Heh…for the record, all I said was that the time seems to scale as approximately $\tilde O(2^{1.5n})$. If this was anything more than a conjecture based on the timing data that I included in the post, I would have said something more specific!
I’m sure you’re familiar with the usual Wagner–Fischer algorithm for Levenshtein distance, where we compute $d_{i,j} = d(a_{[0, i)}, b_{[0, j)})$ based on $a_{i-1}, b_{j-1}, d_{i-1,j-1}, d_{i-1,j}, d_{i,j-1}$. From there, my algorithm is based on two observations.
Firstly, each column $d_{*,j}$ is a function of the previous column $d_{*,j-1}$, the string $a$, and the bit $b_{j-1}$. We iterate over all strings $a$ (modulo symmetries), but instead of iterating over all strings $b$, we map each possible column $d_{*,j-1}$ to the two possible columns $d_{*,j}$, storing the collection of possible columns in a hash map with a counter for duplicates.
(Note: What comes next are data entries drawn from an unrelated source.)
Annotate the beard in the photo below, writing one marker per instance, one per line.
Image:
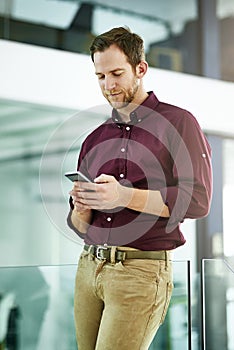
(126, 96)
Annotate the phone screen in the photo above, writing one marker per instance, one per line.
(77, 176)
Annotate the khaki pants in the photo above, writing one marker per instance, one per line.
(120, 306)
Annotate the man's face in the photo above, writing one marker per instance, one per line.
(118, 82)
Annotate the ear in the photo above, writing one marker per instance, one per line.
(141, 69)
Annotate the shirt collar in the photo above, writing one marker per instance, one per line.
(141, 112)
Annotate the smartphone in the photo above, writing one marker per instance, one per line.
(77, 176)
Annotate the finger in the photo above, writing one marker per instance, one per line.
(104, 178)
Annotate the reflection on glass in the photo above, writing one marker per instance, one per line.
(218, 304)
(36, 305)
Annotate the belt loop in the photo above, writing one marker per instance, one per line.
(166, 260)
(91, 256)
(113, 255)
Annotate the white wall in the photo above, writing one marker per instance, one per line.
(63, 79)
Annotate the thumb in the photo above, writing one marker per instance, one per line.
(104, 178)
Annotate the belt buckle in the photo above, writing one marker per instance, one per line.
(98, 252)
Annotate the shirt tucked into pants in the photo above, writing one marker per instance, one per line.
(120, 305)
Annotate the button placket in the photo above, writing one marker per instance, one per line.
(126, 133)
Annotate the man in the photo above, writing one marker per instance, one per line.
(150, 166)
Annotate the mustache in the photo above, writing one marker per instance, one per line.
(112, 92)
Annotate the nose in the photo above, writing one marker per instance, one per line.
(109, 83)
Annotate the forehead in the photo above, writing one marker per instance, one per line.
(110, 59)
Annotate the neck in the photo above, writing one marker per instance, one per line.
(126, 111)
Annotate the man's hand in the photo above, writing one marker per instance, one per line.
(105, 193)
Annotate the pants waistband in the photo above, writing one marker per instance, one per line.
(113, 254)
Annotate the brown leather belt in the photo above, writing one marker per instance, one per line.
(106, 253)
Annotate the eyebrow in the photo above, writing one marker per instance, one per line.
(112, 71)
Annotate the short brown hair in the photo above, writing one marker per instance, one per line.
(130, 43)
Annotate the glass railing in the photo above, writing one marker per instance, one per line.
(36, 309)
(217, 282)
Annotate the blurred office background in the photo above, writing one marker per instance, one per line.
(49, 101)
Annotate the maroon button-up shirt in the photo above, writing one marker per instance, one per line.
(162, 148)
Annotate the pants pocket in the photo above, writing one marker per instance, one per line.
(169, 290)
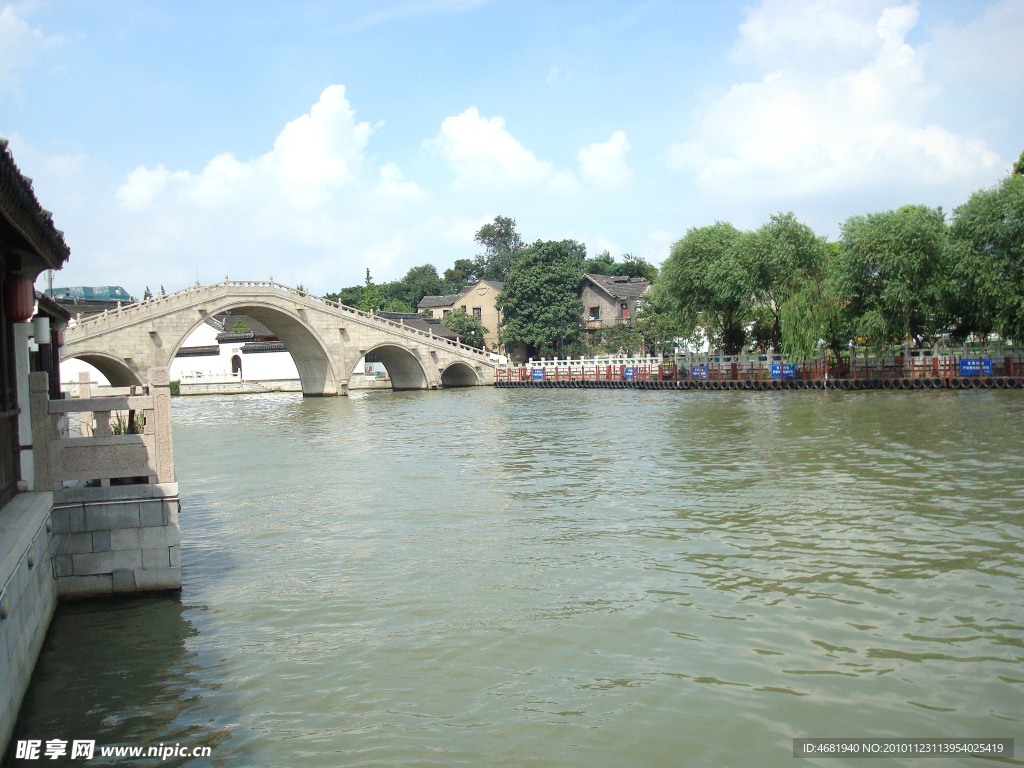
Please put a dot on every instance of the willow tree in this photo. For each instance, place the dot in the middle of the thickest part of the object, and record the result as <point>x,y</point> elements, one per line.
<point>786,264</point>
<point>705,285</point>
<point>985,255</point>
<point>890,273</point>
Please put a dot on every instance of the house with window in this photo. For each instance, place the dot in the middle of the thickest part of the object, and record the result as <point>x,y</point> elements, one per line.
<point>477,300</point>
<point>610,300</point>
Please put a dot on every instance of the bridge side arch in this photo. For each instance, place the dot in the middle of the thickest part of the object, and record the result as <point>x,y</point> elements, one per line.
<point>459,375</point>
<point>309,352</point>
<point>117,371</point>
<point>402,366</point>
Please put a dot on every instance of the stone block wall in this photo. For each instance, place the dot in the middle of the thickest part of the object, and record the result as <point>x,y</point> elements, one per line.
<point>117,540</point>
<point>28,597</point>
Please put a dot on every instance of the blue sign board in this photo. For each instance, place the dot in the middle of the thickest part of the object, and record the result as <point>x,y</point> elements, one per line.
<point>976,367</point>
<point>783,371</point>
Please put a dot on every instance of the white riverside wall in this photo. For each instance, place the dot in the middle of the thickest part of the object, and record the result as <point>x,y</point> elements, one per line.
<point>117,540</point>
<point>28,597</point>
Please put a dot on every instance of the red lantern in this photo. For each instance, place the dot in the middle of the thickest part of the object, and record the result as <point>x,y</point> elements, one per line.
<point>18,298</point>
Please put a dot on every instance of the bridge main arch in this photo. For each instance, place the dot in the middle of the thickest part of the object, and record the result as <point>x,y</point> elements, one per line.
<point>459,375</point>
<point>308,349</point>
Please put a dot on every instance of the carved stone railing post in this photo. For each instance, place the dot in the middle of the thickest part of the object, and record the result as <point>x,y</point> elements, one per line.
<point>42,429</point>
<point>84,392</point>
<point>160,390</point>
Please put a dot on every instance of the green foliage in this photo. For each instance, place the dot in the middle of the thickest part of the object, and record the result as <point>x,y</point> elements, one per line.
<point>890,273</point>
<point>372,298</point>
<point>603,263</point>
<point>502,244</point>
<point>784,263</point>
<point>470,329</point>
<point>462,273</point>
<point>420,282</point>
<point>985,261</point>
<point>704,285</point>
<point>540,302</point>
<point>121,424</point>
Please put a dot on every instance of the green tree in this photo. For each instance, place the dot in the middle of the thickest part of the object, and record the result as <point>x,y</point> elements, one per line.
<point>540,302</point>
<point>420,282</point>
<point>704,285</point>
<point>985,258</point>
<point>603,263</point>
<point>890,273</point>
<point>785,263</point>
<point>372,297</point>
<point>502,244</point>
<point>814,312</point>
<point>470,329</point>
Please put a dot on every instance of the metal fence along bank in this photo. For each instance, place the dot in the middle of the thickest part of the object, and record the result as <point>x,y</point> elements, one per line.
<point>968,368</point>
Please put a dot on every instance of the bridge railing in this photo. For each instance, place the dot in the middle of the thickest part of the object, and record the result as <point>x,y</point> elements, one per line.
<point>187,295</point>
<point>126,435</point>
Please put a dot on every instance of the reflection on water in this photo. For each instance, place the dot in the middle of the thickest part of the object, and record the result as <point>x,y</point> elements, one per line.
<point>559,578</point>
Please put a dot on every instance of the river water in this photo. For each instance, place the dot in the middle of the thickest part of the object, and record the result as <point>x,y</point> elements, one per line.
<point>566,578</point>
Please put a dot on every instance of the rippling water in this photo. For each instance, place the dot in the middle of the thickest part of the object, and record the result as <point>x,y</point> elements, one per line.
<point>567,578</point>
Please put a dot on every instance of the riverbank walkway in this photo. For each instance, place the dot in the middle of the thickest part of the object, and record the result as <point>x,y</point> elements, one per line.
<point>935,368</point>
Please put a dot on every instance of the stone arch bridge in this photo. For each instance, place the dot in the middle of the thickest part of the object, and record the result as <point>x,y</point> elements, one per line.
<point>325,339</point>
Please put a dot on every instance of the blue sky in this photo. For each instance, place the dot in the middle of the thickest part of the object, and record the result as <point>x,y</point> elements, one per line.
<point>309,141</point>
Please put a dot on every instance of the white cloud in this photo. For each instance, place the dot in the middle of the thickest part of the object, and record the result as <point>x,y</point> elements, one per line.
<point>604,165</point>
<point>483,154</point>
<point>20,46</point>
<point>313,157</point>
<point>817,124</point>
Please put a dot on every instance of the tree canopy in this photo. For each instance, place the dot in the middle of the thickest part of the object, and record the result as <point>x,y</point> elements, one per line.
<point>502,244</point>
<point>469,329</point>
<point>540,302</point>
<point>890,274</point>
<point>706,286</point>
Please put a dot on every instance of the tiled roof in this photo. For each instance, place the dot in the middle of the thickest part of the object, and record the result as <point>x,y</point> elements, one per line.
<point>420,323</point>
<point>430,302</point>
<point>619,287</point>
<point>433,302</point>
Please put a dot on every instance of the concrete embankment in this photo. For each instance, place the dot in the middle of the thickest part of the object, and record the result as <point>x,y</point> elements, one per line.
<point>1000,382</point>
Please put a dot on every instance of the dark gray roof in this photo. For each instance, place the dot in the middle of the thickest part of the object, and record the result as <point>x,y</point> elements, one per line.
<point>430,302</point>
<point>420,323</point>
<point>25,223</point>
<point>619,287</point>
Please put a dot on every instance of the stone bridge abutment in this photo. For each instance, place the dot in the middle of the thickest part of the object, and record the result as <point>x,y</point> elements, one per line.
<point>325,339</point>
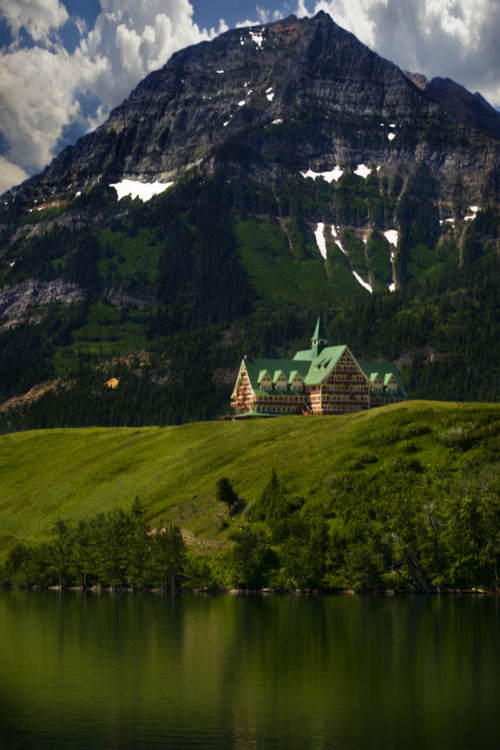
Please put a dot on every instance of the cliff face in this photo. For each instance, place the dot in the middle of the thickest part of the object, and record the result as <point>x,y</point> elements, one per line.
<point>326,96</point>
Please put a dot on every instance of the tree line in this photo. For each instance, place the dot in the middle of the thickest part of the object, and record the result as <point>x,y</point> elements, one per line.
<point>394,527</point>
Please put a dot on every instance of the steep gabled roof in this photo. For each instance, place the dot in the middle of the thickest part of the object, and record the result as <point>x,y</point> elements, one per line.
<point>274,367</point>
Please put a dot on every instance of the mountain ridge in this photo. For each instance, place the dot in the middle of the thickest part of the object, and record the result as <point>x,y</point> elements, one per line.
<point>301,175</point>
<point>180,115</point>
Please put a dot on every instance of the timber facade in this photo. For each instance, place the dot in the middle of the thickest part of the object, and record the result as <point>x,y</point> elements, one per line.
<point>320,380</point>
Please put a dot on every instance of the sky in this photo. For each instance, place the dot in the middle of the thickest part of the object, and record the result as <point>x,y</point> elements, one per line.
<point>64,64</point>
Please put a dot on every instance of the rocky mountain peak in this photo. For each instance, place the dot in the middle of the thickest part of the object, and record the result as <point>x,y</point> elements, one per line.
<point>193,111</point>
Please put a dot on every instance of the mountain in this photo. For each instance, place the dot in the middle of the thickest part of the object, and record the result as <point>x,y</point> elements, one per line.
<point>334,99</point>
<point>295,173</point>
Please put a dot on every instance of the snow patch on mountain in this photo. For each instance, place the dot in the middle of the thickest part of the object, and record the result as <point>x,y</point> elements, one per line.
<point>362,170</point>
<point>363,283</point>
<point>143,190</point>
<point>320,239</point>
<point>332,176</point>
<point>392,236</point>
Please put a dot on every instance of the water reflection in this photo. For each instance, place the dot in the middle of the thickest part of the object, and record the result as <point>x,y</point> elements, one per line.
<point>152,671</point>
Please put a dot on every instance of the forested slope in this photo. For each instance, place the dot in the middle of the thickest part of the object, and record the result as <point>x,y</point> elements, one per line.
<point>404,497</point>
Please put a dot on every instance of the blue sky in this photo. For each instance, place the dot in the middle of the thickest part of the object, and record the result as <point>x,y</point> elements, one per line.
<point>64,64</point>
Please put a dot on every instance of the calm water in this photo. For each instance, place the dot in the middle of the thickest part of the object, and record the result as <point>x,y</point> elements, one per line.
<point>221,671</point>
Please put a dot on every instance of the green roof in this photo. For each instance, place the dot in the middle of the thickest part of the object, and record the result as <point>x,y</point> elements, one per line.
<point>385,370</point>
<point>313,370</point>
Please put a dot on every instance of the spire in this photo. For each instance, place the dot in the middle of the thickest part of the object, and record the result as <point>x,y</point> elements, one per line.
<point>318,339</point>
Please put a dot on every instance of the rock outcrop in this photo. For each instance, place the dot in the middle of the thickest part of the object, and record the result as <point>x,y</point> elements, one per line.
<point>211,95</point>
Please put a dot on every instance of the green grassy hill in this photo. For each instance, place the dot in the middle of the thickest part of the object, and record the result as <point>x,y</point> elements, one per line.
<point>408,449</point>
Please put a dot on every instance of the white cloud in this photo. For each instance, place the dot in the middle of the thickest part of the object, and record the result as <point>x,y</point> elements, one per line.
<point>10,174</point>
<point>41,83</point>
<point>40,86</point>
<point>38,17</point>
<point>36,102</point>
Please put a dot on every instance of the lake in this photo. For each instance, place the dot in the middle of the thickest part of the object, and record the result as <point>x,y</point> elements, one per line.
<point>89,670</point>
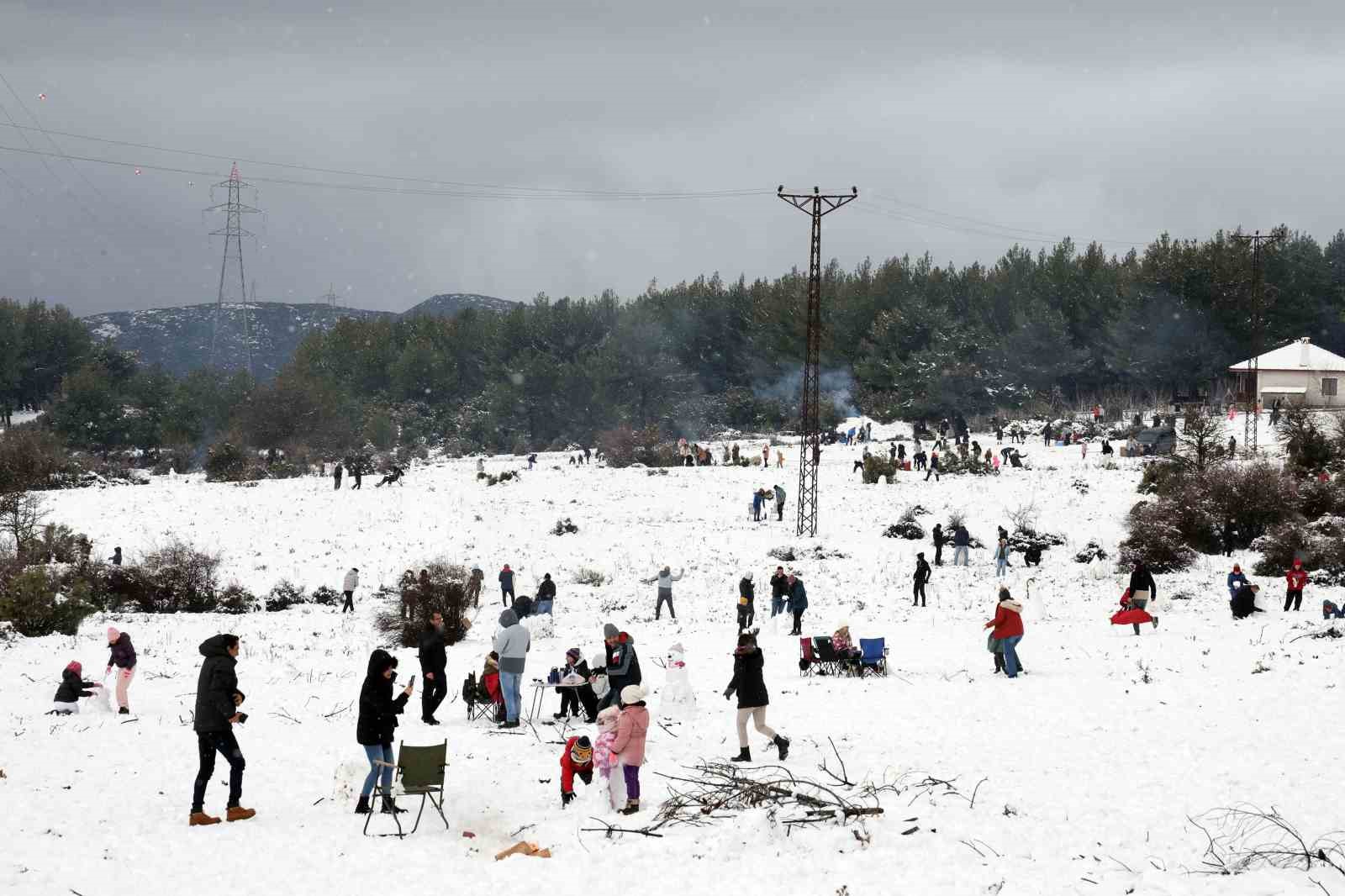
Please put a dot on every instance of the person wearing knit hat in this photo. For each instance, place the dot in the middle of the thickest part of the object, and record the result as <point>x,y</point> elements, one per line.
<point>73,687</point>
<point>575,688</point>
<point>124,658</point>
<point>629,746</point>
<point>576,759</point>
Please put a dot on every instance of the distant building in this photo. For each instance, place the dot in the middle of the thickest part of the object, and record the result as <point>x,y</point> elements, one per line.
<point>1297,373</point>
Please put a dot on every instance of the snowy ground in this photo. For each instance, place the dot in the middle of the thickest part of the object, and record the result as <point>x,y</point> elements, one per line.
<point>1089,772</point>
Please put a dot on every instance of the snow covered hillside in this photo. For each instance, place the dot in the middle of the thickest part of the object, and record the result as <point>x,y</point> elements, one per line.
<point>1076,777</point>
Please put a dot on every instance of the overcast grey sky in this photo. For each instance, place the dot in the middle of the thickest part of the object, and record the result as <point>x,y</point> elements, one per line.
<point>1113,121</point>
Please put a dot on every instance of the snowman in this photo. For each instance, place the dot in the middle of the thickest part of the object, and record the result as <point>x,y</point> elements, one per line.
<point>677,697</point>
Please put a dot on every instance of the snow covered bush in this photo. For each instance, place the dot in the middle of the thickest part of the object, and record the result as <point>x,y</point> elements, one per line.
<point>34,607</point>
<point>1154,540</point>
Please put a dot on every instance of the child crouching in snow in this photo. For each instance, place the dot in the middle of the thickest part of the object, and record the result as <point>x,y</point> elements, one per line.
<point>605,761</point>
<point>629,746</point>
<point>73,687</point>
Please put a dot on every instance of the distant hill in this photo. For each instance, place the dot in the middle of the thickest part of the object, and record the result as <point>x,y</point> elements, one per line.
<point>179,338</point>
<point>451,303</point>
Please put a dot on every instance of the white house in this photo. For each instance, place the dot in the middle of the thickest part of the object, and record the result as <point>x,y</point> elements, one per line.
<point>1300,373</point>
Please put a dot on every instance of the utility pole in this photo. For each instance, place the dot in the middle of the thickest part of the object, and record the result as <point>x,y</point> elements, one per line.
<point>817,205</point>
<point>1251,419</point>
<point>233,235</point>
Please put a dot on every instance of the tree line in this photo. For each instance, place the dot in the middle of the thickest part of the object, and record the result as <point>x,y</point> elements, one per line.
<point>905,338</point>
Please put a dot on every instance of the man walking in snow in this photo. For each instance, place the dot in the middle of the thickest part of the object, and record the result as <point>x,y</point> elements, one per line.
<point>349,587</point>
<point>434,667</point>
<point>219,700</point>
<point>921,577</point>
<point>665,579</point>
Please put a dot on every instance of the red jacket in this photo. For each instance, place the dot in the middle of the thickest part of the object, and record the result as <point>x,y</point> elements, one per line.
<point>569,767</point>
<point>1006,623</point>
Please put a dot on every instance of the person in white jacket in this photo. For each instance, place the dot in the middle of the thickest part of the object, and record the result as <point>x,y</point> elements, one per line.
<point>349,589</point>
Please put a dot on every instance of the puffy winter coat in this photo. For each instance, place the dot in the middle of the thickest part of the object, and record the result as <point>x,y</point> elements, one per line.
<point>1008,622</point>
<point>631,728</point>
<point>71,688</point>
<point>123,654</point>
<point>432,654</point>
<point>748,683</point>
<point>378,710</point>
<point>623,667</point>
<point>569,767</point>
<point>215,687</point>
<point>511,643</point>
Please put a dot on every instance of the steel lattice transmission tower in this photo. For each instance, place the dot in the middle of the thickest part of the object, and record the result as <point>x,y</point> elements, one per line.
<point>818,205</point>
<point>233,233</point>
<point>1257,319</point>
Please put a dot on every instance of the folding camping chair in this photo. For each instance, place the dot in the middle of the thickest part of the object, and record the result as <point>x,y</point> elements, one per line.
<point>421,774</point>
<point>806,658</point>
<point>873,656</point>
<point>826,656</point>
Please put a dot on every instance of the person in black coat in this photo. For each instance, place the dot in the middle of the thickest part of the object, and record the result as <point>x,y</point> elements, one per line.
<point>377,721</point>
<point>434,667</point>
<point>219,700</point>
<point>921,579</point>
<point>748,683</point>
<point>573,697</point>
<point>746,602</point>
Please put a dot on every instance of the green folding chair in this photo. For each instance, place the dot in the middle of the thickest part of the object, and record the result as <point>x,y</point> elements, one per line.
<point>421,774</point>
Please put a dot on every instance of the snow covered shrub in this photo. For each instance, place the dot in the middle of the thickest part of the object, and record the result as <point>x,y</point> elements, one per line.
<point>1153,540</point>
<point>34,607</point>
<point>1320,544</point>
<point>284,595</point>
<point>447,593</point>
<point>876,468</point>
<point>587,576</point>
<point>181,579</point>
<point>226,461</point>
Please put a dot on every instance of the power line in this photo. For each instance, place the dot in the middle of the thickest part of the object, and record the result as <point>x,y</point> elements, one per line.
<point>432,182</point>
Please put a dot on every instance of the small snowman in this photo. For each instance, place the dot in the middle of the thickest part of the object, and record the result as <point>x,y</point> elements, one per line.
<point>677,697</point>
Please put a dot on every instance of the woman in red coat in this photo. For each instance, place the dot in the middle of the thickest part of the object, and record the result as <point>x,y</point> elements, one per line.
<point>1008,630</point>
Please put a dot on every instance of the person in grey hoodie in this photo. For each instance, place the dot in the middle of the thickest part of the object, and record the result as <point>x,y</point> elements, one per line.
<point>665,580</point>
<point>511,643</point>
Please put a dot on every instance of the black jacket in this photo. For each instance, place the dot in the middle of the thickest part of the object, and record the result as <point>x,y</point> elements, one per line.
<point>434,656</point>
<point>215,687</point>
<point>748,681</point>
<point>1143,580</point>
<point>71,688</point>
<point>377,708</point>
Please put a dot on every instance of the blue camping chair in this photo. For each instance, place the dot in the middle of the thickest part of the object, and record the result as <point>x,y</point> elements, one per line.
<point>873,656</point>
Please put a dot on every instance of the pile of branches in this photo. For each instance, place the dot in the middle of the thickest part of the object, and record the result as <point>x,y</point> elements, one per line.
<point>1246,837</point>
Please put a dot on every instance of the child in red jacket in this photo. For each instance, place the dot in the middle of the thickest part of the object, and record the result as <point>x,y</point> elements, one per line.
<point>576,759</point>
<point>1297,577</point>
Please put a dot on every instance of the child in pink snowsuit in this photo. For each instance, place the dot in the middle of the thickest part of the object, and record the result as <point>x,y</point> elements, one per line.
<point>605,761</point>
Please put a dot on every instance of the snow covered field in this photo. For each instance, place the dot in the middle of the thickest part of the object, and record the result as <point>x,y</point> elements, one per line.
<point>1087,771</point>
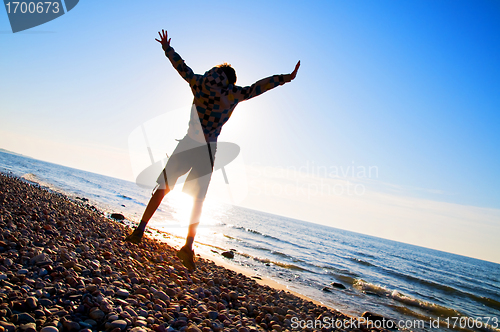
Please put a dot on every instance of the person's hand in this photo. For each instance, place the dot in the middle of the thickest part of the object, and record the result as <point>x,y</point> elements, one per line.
<point>164,41</point>
<point>294,72</point>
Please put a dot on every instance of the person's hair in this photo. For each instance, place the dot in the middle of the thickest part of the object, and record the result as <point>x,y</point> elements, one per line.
<point>229,71</point>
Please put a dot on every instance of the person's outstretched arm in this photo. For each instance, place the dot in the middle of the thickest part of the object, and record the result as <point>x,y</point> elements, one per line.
<point>266,84</point>
<point>176,60</point>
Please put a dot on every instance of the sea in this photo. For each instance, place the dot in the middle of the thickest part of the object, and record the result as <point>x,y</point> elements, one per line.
<point>415,287</point>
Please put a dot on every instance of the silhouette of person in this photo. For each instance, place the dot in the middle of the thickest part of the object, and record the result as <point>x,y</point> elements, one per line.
<point>215,97</point>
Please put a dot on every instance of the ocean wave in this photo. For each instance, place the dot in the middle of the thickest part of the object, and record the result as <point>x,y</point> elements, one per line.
<point>362,262</point>
<point>394,294</point>
<point>253,231</point>
<point>449,290</point>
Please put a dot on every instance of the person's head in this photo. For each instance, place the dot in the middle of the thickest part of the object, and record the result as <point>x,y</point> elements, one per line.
<point>229,71</point>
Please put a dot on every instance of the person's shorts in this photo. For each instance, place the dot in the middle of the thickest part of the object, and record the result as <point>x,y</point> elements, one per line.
<point>193,157</point>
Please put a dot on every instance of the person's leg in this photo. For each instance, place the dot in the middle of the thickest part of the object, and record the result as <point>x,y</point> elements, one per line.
<point>152,206</point>
<point>186,253</point>
<point>194,222</point>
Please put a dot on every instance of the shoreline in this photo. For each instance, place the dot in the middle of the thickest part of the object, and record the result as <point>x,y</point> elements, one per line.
<point>77,274</point>
<point>200,250</point>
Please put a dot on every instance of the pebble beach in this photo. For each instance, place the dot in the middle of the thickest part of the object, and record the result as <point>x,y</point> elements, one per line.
<point>65,267</point>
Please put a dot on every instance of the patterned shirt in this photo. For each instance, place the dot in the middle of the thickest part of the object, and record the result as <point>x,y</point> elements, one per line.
<point>214,98</point>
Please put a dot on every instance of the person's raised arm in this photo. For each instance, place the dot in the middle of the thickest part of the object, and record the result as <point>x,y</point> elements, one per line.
<point>176,60</point>
<point>266,84</point>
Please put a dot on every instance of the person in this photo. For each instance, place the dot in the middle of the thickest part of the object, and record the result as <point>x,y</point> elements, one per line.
<point>215,97</point>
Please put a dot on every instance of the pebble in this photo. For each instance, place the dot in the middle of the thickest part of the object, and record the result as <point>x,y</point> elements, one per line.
<point>66,268</point>
<point>122,293</point>
<point>49,329</point>
<point>119,323</point>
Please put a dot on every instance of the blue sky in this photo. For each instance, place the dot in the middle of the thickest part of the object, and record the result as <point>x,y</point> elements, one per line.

This allows us to deduplicate some work when many different prefixes $b_{[0, j)}$ lead to the same column $d_{*,j}$.
Secondly, using a separate dynamic programming algorithm, we can precompute an upper bound $w_{i,j}$ on $d(a_{[i, n)}, b_{[j, n)})$ based only on $a$. Then, given a column $d_{*,j}$, the final distance $d_{n,n}$ can never be more than $m = \min_i (d_{i,j} + w_{i,j})$, so we can replace each $d_{i,j}$ with $\min \{d_{i,j}, m - |i - j|\}$ without affecting the final result. This lets us recognize more columns as duplicates and deduplicate more work.